Hala Hanina, from the Gaza Strip at a Palestinian protest in Newcastle upon Tyne

“Because I’m in the UK right now, I don’t have the privilege to die with them. Or hug my parents, or play with the children in my family to help them cope through these difficult times.”

She said: “This is something not new for the Palestinians, but this one is too much and must stop. Since 75 years, Palestine has been colonised by Israel, we shouldn’t just look at what has happened to Palestinians since October 7.

“The Israelis started to dismantle the illegal settlements inside Gaza and they put moving restrictions around Gaza and closed the borders, so we have not had the freedom to leave Gaza since 17 years ago.”

Gaza, with its blockages and sieges, restricts Palestinians from usual necessities. And now with the ongoing current events, the 365 square kilometres Gaza Strip have been shut off from all sorts of humanitarian aid.

Ali Sadik, studying at Northumbria University, is very ‘saddened’ by what is happening in his father’s homeland, Gaza. The half-German and half-Palestinian 19-year-old shaved his hair off to raise money for his family currently in Gaza City.

He said: “With all my friends we raised money and I shaved my hair. The money was given to my sister who will find methods to send it to our family in Gaza who are suffering.

“We are able to speak to our family on the phone, and we can hear the bombs at the back. I have a family member who has died. Just two days ago I saw one of my family members in a body bag, it touches your nerves.”

Ali, who has come from Hull to study in Newcastle, has been in touch with his parents every day. He said: “It’s been horrible, my dad has been sitting in front of the TV shaking, and always on the phone with his brother. There is that in the back of my mind.

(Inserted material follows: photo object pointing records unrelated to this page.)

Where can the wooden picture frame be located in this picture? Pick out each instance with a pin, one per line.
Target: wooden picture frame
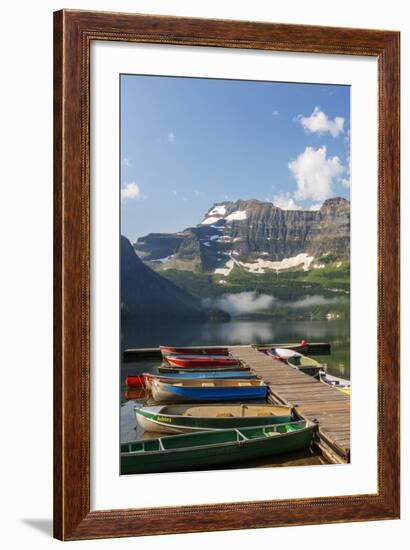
(74, 32)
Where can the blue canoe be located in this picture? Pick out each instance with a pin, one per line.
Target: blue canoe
(208, 390)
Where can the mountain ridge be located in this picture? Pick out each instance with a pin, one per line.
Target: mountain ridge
(254, 235)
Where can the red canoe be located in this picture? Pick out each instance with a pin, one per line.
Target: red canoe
(165, 350)
(195, 361)
(135, 381)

“He says there is no Gaza anymore, I don’t have a country. I don’t have a home to go back to.”

The law student has been going to Palestinian demonstrations over the past two weeks. He said: “You can feel kind of helpless – all we can do is spread awareness. 

“What we see in Gaza is a genocide, and we can’t really do anything about it if it carries on there will be no Gaza. Please, wake up, world.”

Ali Saddik, 19, Palestinian studying at Newcastle University

In the 1967 conflict known as the July War, Israel took control of the West Bank and Gaza, and East Jerusalem was annexed. 

Recent years have seen the residents of Gaza endure a stifling blockade, collective punishment, and recurrent military attacks.

Noor Awad, 34, originally from Palestine but born and raised in Jordan, expresses feelings of ‘hopelessness’ with what is happening in Gaza. She and her family moved to Newcastle in 2015 to give their children a better life.

Noor Awad, 34, from Palestine

Noor Awad, 34, from Palestine

The mother of two said: “There will be more horrors to come as most countries are supporting Israeli war crimes but Palestinians will not be broken. They will persevere and prevail, it will be hard and will take time, but they will rebuild.

“I believe that each person who’s in solidarity with Palestine has so much power and can make a difference through posts, protests and boycotting.”

During the Nakba in 1948, her family, originally from Basin City in Palestine, sought refuge in Jordan. The Nakba is the forced displacement and loss of homes, land, and livelihoods for Palestinian Arabs during and after the 1948 Arab-Israeli war, leading to the establishment of Israel.

Awad said: “I hope that I can see my country is finally free and I have the right to return with all of the generations that have been refugees over the last 75 years.”

The 38 year old, Jason Hussein, from Gateshead, is an active member of Big Ride for Palestine. He has been cycling to raise money for Palestinian medical aid and refugee camps since 2016.

Jason Hussein,38, from Gateshead speaks at Palestinian protest in Newcastle

Jason Hussein,38, from Gateshead, speaks at Palestinian protest in Newcastle

Over the past few weeks, Jason has been in constant communication with his Palestinian father who is currently located in Jordan.

He said: “My dad said that what is happening in Gaza can have such a negative psychological impact on you and your soul.  You just feel hopeless as we are limited in what we can do. I’ve been so distracted, it’s hard to focus on normal life.”